For reply I opened out the morning paper which I had been careful to bring along.
"See here!" I cried: "'Archibald Gillespie, the well-known broker, died suddenly last night, from the effects of some drug mysteriously administered.'" I was reading rapidly, anxious to see what kind of a story the reporters had made of it. "'He had been ill for some weeks back, but seemed perfectly restored up to half-past nine o'clock last evening, when he fell and died without warning, in the small room known as his den. A bottle of chloral was found on the mantel but there is no proof that he took any of it. Indeed, his symptoms were such that the action of a much more violent drug is suspected. His little grandchild was a witness to his last moments.' George, Leighton, and Alfred are now more than rich fellows. They are rich men," I suggested, relieved that my name had not appeared in the headlines.
"They need to be," was the short reply. "One of them at least stood in great need of money."
"Which?" I asked, with an odd sensation of choking in my throat.

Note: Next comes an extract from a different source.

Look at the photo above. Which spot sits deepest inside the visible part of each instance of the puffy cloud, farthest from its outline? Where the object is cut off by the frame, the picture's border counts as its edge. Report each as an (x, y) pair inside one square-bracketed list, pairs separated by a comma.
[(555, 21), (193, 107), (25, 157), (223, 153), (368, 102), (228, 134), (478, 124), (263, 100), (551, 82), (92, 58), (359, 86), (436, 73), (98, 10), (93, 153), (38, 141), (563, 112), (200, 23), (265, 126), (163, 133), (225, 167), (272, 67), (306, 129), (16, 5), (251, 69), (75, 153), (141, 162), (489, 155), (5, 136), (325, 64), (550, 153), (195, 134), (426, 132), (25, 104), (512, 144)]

"George. He's about played out, as I take it. To my certain knowledge he has lost in unfortunate bets thirty thousand dollars since summer set in. He has a mania for betting and card-playing, and as his father had little patience with vices of this nature, their relations of late have been more than strained. But he's a mighty big-hearted fellow for all that, and a great favourite with the men who don't play with him. I heard he was going to be married. That and this sudden windfall may set him straight again. He's a handsome fellow; did you ever meet him?"
"Once," I acknowledged. Then with an effort of which I was more or less ashamed, I asked the name of the girl who was willing to take such a well-known spendthrift for a husband.
Sam did not seem to be as well posted on this point as on some others.
"I have heard her name," he admitted. "Some cousin, who lives in the same house with him. The old gentleman fancied her so much, he promised to give a big fortune to the son who married her. It seems that George is likely to be the lucky one. Strange, what odd things come up in families."
"There is another brother—Alfred, I think they call him."
"Oh, Alph! He's a deuced handsome chap, too, but not such a universal favourite as George. More moral though. I think his sole vice is an inordinate love of doing nothing. I have known him to lie out half the night on a club-divan, saying nothing, doing nothing, not even smoking. I have sometimes wondered if he ate opium on the sly. Life would be stupid as he spends it, if dreams did not take the place of the pleasant realities he scorns."